Figure 1. Diagrams of different basis function network models. (A) Diagram of a conventional basis function network model, in which learning is accomplished by incrementally updating the individual unit weights. (B) Diagram of the LWPR model, which possesses the same structure as a basis function network model, but in which both the weights and widths of the individual units are incrementally adapted.

Learning in this model occurs via incremental adaptation of the individual node weights, usually via some gradient descent such as the delta rule (Equation 2).

$\begin{array}{cc}\Delta w_n=-a·g_n(x_t)(y_t-{\widehat{y}}_t)& (2)\end{array}$

The weights are updated by an amount that is proportional to some error signal between the actual output (y_t) and predicted output (${\widehat{y}}_t$), a learning rate (a), and the activation of their respective nodes, (g_n) for some input x at time t, ensuring that error is minimized but that the weights are only modified when their receptive fields are appropriately relevant. Conventional implementations of this model fully attribute learning to this optimization of the weights, either implying or explicitly requiring receptive fields that are fixed in their broad shape (Poggio and Bizzi, 2004). This fixedness provides both theoretical and computational advantages for learning; it provides a consistent structural basis with which to approach novel tasks and it is more tractable to optimize weights alone instead of both weights and receptive fields' shape. However, this may be a critical limitation when trying to model human motor adaptation (Thoroughman and Taylor, 2005).

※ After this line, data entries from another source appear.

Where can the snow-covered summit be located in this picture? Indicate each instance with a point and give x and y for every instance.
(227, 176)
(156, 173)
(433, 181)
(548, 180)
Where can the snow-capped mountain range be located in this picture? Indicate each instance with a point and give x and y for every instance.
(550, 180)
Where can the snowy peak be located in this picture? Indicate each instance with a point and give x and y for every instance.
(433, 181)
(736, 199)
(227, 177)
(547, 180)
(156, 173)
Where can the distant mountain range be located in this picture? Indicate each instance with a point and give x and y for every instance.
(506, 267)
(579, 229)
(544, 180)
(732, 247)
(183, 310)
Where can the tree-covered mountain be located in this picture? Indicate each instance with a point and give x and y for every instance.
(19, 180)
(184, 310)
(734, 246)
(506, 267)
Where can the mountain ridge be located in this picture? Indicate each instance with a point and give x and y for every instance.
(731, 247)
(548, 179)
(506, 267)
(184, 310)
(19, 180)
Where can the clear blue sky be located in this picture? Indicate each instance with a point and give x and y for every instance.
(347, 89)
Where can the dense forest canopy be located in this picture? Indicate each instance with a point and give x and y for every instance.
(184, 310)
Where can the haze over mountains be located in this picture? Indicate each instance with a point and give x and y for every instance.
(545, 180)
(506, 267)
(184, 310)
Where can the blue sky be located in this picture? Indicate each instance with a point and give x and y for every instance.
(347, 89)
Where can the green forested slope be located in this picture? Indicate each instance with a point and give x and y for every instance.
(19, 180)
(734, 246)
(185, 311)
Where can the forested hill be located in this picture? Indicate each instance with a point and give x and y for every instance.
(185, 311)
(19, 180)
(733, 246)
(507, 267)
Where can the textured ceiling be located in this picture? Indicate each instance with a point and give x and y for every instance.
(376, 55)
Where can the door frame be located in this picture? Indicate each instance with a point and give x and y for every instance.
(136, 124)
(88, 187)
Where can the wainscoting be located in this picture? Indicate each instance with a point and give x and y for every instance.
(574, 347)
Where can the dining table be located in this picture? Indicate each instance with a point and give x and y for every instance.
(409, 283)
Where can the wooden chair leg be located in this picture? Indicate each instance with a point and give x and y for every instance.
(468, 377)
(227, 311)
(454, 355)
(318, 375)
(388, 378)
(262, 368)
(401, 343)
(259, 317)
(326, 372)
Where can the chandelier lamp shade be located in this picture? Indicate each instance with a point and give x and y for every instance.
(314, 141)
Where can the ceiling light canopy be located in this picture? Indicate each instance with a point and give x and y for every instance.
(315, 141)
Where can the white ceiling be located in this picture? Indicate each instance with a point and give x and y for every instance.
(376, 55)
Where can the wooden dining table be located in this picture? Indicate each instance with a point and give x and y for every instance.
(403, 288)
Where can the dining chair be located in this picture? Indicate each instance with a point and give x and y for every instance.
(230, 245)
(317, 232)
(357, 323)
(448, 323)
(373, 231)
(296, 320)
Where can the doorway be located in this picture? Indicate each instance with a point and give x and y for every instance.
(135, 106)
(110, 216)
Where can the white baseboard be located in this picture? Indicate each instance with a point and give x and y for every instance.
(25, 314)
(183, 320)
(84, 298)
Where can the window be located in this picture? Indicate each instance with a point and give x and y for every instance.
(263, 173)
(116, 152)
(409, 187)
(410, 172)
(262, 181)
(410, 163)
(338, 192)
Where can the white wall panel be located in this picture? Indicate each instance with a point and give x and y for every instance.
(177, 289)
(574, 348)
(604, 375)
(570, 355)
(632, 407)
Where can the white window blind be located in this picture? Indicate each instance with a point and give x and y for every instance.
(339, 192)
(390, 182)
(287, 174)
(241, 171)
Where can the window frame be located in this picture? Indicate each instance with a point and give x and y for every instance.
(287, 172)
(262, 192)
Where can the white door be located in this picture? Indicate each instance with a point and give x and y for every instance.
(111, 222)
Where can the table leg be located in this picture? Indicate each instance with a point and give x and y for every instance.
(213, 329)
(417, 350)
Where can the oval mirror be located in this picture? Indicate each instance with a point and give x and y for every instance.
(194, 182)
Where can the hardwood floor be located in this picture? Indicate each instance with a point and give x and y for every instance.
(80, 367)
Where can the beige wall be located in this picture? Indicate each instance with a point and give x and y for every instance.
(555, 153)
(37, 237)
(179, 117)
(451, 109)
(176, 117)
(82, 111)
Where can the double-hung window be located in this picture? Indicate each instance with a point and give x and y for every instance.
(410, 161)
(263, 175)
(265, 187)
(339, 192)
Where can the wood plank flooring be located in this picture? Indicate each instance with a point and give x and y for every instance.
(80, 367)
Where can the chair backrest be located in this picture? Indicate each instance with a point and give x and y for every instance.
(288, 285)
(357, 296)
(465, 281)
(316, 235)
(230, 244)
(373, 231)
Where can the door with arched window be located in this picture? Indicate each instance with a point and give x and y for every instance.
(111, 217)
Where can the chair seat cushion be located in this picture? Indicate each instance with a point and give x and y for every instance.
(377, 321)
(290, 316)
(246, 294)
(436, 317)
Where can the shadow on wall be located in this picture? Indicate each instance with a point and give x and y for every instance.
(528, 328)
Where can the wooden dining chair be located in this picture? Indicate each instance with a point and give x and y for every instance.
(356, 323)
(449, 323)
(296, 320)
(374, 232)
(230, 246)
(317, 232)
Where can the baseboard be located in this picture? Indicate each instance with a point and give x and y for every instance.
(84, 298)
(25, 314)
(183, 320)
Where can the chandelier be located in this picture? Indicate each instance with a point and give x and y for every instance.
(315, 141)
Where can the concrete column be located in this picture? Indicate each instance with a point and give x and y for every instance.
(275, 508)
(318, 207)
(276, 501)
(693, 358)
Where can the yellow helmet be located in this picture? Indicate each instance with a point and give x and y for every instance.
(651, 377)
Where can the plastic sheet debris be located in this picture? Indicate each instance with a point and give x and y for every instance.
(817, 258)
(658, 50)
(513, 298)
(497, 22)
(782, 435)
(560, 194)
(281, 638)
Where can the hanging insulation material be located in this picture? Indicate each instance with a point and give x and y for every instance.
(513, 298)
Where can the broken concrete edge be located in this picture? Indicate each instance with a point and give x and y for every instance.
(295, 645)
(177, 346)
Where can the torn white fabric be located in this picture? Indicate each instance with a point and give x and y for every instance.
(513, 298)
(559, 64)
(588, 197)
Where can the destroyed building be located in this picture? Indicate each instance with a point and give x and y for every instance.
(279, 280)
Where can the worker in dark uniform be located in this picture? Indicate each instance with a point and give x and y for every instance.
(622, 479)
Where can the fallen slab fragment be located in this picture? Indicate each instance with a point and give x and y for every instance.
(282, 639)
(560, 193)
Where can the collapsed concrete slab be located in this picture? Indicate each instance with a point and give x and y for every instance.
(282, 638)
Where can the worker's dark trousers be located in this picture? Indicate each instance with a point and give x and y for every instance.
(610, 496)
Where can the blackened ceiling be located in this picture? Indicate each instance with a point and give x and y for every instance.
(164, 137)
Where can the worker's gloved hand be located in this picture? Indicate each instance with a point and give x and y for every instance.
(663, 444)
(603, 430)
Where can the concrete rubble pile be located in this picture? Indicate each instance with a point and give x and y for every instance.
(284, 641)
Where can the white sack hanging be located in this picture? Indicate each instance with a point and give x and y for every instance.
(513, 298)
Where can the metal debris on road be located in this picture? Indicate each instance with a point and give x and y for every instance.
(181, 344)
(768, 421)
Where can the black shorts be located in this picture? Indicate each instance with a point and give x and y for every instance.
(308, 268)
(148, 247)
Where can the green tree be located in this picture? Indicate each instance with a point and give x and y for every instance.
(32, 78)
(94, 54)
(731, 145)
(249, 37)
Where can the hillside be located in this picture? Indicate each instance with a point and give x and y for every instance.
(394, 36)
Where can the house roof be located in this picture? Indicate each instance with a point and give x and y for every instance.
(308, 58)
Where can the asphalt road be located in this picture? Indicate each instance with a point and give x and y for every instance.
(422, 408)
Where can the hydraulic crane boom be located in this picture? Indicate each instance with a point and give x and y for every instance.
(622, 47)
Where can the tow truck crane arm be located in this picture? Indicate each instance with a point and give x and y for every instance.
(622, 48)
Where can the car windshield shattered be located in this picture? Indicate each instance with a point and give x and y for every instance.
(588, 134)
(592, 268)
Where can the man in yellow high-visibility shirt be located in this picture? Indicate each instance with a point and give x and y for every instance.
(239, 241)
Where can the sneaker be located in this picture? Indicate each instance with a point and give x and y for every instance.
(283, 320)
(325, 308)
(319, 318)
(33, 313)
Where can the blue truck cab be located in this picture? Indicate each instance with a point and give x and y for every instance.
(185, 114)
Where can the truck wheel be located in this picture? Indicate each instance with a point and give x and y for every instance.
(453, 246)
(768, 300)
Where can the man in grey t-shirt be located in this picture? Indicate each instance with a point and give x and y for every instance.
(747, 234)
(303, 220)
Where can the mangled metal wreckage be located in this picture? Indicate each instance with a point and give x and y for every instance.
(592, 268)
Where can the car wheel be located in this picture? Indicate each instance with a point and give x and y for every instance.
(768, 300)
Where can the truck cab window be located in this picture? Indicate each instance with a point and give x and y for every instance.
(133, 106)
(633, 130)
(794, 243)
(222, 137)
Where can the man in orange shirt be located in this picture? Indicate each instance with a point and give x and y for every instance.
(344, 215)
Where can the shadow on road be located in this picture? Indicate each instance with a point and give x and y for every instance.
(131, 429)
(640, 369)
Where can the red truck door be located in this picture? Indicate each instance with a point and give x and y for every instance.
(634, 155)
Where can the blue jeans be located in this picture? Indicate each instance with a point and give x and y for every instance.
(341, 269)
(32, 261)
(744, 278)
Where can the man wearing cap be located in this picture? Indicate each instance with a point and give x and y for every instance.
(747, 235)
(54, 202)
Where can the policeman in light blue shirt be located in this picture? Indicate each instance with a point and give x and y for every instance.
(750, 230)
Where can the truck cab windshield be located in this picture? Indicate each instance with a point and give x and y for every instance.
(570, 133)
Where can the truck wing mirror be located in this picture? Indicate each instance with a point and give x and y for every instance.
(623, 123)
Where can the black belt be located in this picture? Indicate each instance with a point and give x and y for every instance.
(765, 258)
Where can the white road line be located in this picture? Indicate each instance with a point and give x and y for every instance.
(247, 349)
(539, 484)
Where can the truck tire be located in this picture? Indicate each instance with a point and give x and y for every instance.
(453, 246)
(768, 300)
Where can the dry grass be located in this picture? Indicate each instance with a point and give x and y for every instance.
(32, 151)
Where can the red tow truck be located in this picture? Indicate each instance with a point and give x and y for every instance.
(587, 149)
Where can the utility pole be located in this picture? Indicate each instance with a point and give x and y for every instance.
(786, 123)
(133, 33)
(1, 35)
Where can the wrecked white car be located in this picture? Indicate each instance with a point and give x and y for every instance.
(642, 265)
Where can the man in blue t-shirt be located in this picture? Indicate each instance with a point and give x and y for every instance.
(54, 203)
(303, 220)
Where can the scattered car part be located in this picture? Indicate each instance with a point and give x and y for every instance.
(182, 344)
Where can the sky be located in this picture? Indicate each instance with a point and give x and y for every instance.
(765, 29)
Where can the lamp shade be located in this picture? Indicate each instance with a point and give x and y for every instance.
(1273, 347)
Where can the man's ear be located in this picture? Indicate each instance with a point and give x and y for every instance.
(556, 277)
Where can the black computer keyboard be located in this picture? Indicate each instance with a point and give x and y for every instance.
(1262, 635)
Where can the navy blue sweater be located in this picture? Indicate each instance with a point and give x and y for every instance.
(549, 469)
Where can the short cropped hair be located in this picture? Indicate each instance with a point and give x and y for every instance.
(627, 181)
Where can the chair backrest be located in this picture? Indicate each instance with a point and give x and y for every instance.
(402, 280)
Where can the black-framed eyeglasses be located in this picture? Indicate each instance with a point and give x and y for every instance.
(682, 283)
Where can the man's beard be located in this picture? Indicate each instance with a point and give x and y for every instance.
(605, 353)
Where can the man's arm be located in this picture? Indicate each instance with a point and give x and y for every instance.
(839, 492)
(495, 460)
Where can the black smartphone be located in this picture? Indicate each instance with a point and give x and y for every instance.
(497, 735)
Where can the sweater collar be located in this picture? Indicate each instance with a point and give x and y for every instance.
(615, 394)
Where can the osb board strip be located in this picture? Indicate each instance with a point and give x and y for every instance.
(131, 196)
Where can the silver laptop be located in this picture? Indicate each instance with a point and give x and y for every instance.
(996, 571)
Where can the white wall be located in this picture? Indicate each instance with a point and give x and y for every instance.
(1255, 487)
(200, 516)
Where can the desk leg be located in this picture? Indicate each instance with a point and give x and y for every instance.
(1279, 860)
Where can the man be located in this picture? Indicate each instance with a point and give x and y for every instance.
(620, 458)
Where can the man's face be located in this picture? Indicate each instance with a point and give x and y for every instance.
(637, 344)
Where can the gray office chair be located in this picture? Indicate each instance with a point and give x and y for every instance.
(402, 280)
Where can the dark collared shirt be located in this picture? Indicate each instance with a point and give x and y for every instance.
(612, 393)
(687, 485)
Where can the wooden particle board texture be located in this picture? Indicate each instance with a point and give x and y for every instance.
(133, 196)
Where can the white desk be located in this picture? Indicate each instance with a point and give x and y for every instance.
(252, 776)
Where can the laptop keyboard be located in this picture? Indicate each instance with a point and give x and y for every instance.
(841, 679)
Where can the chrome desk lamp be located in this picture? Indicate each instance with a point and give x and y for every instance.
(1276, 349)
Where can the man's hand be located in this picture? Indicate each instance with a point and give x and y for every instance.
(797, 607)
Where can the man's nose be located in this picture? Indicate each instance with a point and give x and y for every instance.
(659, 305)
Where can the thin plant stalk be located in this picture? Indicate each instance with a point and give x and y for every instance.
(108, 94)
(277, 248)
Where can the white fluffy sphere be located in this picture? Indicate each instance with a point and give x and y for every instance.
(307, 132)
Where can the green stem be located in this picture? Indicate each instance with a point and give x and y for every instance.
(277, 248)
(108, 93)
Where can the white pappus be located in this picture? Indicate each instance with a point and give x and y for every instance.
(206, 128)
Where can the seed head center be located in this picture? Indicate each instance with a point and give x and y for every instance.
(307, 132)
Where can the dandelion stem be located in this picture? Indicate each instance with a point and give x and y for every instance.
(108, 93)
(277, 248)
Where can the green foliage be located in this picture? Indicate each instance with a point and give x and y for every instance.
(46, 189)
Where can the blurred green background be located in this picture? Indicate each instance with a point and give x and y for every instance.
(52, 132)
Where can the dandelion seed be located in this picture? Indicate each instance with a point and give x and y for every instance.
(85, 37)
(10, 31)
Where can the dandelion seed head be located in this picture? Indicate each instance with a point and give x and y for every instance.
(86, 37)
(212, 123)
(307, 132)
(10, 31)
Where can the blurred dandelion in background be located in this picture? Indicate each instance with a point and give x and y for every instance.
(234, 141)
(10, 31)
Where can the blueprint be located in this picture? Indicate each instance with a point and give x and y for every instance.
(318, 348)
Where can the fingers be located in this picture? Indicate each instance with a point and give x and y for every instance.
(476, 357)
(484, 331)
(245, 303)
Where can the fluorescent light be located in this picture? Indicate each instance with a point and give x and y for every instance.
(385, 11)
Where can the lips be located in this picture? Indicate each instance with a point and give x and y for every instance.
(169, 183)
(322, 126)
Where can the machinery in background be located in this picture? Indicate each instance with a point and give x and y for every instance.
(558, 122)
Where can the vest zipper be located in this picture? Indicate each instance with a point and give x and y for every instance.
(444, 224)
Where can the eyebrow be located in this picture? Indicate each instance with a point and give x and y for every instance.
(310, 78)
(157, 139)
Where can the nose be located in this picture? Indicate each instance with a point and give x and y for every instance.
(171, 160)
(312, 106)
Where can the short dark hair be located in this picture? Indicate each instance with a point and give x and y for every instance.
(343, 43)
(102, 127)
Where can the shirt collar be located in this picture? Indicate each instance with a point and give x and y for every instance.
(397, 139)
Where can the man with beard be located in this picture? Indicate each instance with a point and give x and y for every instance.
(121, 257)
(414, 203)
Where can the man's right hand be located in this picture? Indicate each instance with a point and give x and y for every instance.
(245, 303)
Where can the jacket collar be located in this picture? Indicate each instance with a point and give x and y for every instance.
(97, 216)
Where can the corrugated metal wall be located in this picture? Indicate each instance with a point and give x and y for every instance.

Motivated by recent observations that human generalization during motor learning is flexible (Thoroughman and Taylor, 2005), our study seeks to address the limitations of conventional motor theory and puts forth an alternative model for motor adaptation that can accommodate these observations. In the context of these psychophysical results, we test this alternative model using a simplified, but analogous experimental design to determine the mechanism and nature of generalization in the model. Our simulations generate new hypotheses that can be tested in humans to see if they employ a similar strategy when adapting their movements to novel environments.

Flexibility in Generalization

Our study is motivated by the results of a human motor adaptation experiment in which participants were directed to make horizontal reaching arm movements from a center starting position to targets in 16 radial directions while grasping a robotic manipulandum (Thoroughman and Taylor, 2005). While their arm was occluded from view, starting and target positions, as well as veridical cursor visual feedback, were provided via a projection onto a horizontal surface above their arm. Subject movements were made in the presence of viscous force fields, exerted on their arm by the robot. In order to perform the movement task correctly, participants had to successfully estimate the forces required to compensate for the ones they were experiencing through the robot. These force fields varied in spatial complexity, in that the forces were a function of the angle of movement multiplied by a complexity constant. For a simple force field, the forces changed slowly as a function of the movement angle; as the complexity increased, the forces varied more rapidly as a function of the movement angle, resulting in a more spatially dynamic force field across the workspace.

After subjects adapted to these different force fields, Thoroughman and Taylor (2005) fit the movement data to a state space model that included a function that represented the amount of generalization that was occurring across directions, i.e., how much a movement in one direction affected the updates to movement in all other directions. They observed that the amount of generalization was inversely related to the level of spatial complexity of the experienced force field. For a simple rotational field, with low spatial complexity, generalization was high and broad, extending across many directions. As field complexity increased, generalization levels became lower and less broad, with movement adaptation affecting a smaller range of directions.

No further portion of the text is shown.